Sue was visibly agitated.
He gave her the carton of cigarettes, a few mysteries, some candy-but she put them all aside indifferently, and looked at him, then covertly at the guard nearby.
"Could you leave us alone for awhile?" Farley asked.
"If I Jock you inside the cell with the prisoner. Regulations."
"Fine."
The guard locked them in, and stepped out of sight. If they whispered, they would have privacy.
"Now; what's wrong?" he asked her. She looked like pure hell, he thought.sadly; much worse than last time he'd seen her.
She jammed something into his hand.
"Don't say anything about it," she whispered quickly, "just get it out of here and read it when nobody's around." Farley nodded, stuffing it in his pocket.
"Sue, I know this sounds empty-that it sounds like lip-service, coming from somebody who has it nice and easy; but I have an idea of what you're going through. I'm busting a gut to get you out of here. I want you to hang on."
That was a laugh, she thought. But inside, she knew he meant it, could see the signs of strain and fatigue in his eyes, his slightly down-turned mouth. He was handsome-young. Maybe if things had been different, they would have met in another way, and Hell, why think about it?
She'd never have sex again, least of all with a man. Ten stinking years. Thirty-four years old, an old hag; that part of her life was over. She'd never have a husband, a family, a house. None of that. It was more than ten years in jail. It was her whole life that was ruined.
"Sure." Her voice wasn't very convincing.
"I mean it," he said.
"Okay, I believe you. But I don't know how long I can hang on. I mean, you don't know what it is. Maybe you think you do, but you really don't." Her voice heightened, rose with intensity.
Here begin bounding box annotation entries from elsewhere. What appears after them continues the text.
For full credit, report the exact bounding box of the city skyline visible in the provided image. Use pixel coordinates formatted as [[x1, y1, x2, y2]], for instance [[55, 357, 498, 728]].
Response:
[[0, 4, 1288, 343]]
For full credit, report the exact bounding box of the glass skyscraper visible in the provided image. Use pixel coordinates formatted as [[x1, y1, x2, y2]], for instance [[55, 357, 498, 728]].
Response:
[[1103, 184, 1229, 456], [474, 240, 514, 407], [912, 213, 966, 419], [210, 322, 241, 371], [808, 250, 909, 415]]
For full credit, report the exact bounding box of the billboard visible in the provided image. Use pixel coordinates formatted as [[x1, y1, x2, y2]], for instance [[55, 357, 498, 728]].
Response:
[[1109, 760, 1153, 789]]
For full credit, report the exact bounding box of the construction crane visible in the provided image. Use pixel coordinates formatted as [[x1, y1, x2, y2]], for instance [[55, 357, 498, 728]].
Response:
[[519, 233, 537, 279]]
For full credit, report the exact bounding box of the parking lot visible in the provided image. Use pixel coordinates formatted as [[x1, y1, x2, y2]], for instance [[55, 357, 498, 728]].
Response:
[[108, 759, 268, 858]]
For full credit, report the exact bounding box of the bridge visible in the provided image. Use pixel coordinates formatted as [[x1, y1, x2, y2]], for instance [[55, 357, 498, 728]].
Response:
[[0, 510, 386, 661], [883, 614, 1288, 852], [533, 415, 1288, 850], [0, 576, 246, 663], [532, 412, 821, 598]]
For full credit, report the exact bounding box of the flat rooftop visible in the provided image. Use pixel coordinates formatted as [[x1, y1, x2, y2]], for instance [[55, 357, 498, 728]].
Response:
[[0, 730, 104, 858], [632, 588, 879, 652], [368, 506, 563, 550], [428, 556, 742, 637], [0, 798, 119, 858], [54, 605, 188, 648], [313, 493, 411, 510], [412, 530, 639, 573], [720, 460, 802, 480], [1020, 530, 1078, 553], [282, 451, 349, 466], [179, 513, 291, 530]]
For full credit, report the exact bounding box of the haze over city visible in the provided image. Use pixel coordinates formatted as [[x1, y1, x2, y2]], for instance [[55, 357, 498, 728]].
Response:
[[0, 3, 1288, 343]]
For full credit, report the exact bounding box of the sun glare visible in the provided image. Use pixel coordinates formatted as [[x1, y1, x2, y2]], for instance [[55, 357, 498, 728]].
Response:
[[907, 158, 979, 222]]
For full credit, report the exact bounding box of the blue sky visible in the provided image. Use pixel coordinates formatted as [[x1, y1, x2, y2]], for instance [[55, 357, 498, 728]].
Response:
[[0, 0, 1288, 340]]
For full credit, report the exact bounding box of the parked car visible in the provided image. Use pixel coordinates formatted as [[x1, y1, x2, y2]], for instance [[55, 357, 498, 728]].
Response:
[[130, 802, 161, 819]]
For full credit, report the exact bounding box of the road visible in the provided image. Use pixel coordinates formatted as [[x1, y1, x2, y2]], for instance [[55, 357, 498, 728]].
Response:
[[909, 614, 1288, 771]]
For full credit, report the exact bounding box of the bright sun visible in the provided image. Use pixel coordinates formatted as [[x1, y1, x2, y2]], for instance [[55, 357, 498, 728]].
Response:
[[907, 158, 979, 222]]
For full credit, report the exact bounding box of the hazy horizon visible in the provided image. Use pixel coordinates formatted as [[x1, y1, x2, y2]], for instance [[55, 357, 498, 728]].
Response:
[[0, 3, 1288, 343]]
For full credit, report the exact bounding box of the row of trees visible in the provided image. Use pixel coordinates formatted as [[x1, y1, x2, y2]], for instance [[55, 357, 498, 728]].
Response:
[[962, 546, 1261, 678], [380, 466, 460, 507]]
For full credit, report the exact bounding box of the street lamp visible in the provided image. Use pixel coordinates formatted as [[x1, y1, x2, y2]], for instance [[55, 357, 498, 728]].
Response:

"All right," he said quietly, laying his hand on her shoulder. It trembled. He removed the hand quickly. "Okay."
When he left, he felt very depressed. The visit had been a bust-he'd never seen her so down-and-out, so totally devoid of anything like hope or faith or strength. Just beaten down. It wasn't until he stopped on the road for gas that he remembered the wad of paper she'd given him. He watched the gas-jockey wash his windshield, check under the hood and do all the things he wished he wouldn't do right now, because as he read the note, he became increasingly agitated, and felt that he had to move, not just stand there idle.
This was what he'd been waiting for!
This was half of that girl's ticket for a brand new, possibly fair trial.